# Badlands Packs/Warranty



## limbhanger (Nov 17, 2009)

Just called the Badlands company and advised that I recently dropped my Monster Fanny Pack from 20 feet and broke a zipper and a delrod. Lady asked for my address and informed that these items were to be shipped today. This is customer service.


----------



## 01Foreman400 (Nov 18, 2009)

I've heard nothing but great things about the customer service.  I've got a Super Day pack myself.


----------



## Sargent (Nov 18, 2009)

Next time I need a new pack, I will definitely spend the extra cash to get a Badlands.  I've heard nothing but good things about them and the company.


----------



## deadend (Nov 18, 2009)

I have a 2200 and think it is one of the best packs I've ever had.  It will take some doing to tear it up but I know they'll fix it if I ever do.


----------



## green46 (Dec 7, 2009)

Is there any type of proof of purchase recquired or can you just send the pack in for repairs?  I have not had any problems but I was wondering in case I do.  Bought mine new on e-bay last year and I don't have a receipt or anything.


----------



## DannyW (Dec 12, 2009)

Last year I was involved in an unfortunate accident and the on-site paramedics had to cut my Badlands pack to move it out of the way. I called Badlands, explained what happened and they said "no problem, it does not matter how the damage occurred...just send it in".

At the same time I asked if an extra strap could be added while the pack was at the shop. When the pack was returned it had the extra strap modification that I requested.

All at no charge. And they never asked for any proof of purchase or even when I bought the pack.

That's a no Edited to Remove Profanity ----Edited to Remove Profanity ----, bullet proof warranty if you ask me. In my experience only Leupold and T/C have warranties that can be compared to Badlands.


----------



## Goat (Jan 19, 2010)

The best.  i use my superday and nano all the time.


----------



## Wacenturion (Jan 29, 2010)

You can buy a Badlands pack at a garage sale and it's still covered under warranty....you can be the 5th owner...still covered....doesn't matter.  Great packs, great company.


----------



## FX Jenkins (Jan 29, 2010)

Wacenturion said:


> You can buy a Badlands pack at a garage sale and it's still covered under warranty....



what neighborhoods do you go yardsale'n?


----------



## FERAL ONE (Jan 29, 2010)

i bought a monster that i use for my camera gear . tripod strapped to the bottom !!! it is a wicked setup and works wayyyyy better than any "camera" bag i have tried !!!


----------



## Camokid (Feb 5, 2010)

*Can't beat this.........*

Straight from the Badlands website.......

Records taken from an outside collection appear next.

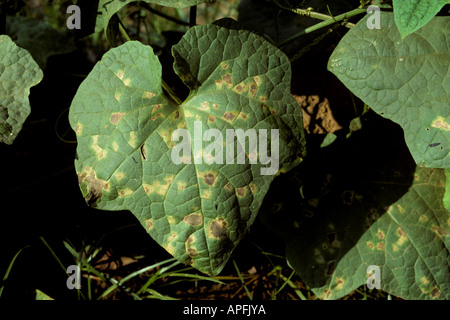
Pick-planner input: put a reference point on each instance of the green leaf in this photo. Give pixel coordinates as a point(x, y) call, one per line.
point(406, 81)
point(124, 124)
point(446, 199)
point(18, 73)
point(414, 14)
point(40, 39)
point(107, 8)
point(372, 207)
point(42, 296)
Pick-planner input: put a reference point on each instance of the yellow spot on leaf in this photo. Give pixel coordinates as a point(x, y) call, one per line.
point(440, 123)
point(116, 117)
point(119, 176)
point(126, 192)
point(204, 106)
point(115, 146)
point(78, 128)
point(133, 139)
point(149, 224)
point(148, 94)
point(193, 219)
point(100, 152)
point(206, 194)
point(340, 282)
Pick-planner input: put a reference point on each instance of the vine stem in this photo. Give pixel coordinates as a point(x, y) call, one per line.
point(329, 21)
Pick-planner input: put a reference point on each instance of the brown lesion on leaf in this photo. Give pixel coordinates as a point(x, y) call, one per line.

The Legendary Badlands Unconditional Warranty

"We don't care what happened, or whose fault it was, we will fix it for free forever. We could care less if you bought it at a garage sale or a gear swap, as long as it says Badlands on the pack it's covered. All we ask is that you use and abuse your pack as much as possible so we can learn how to make better products."


----------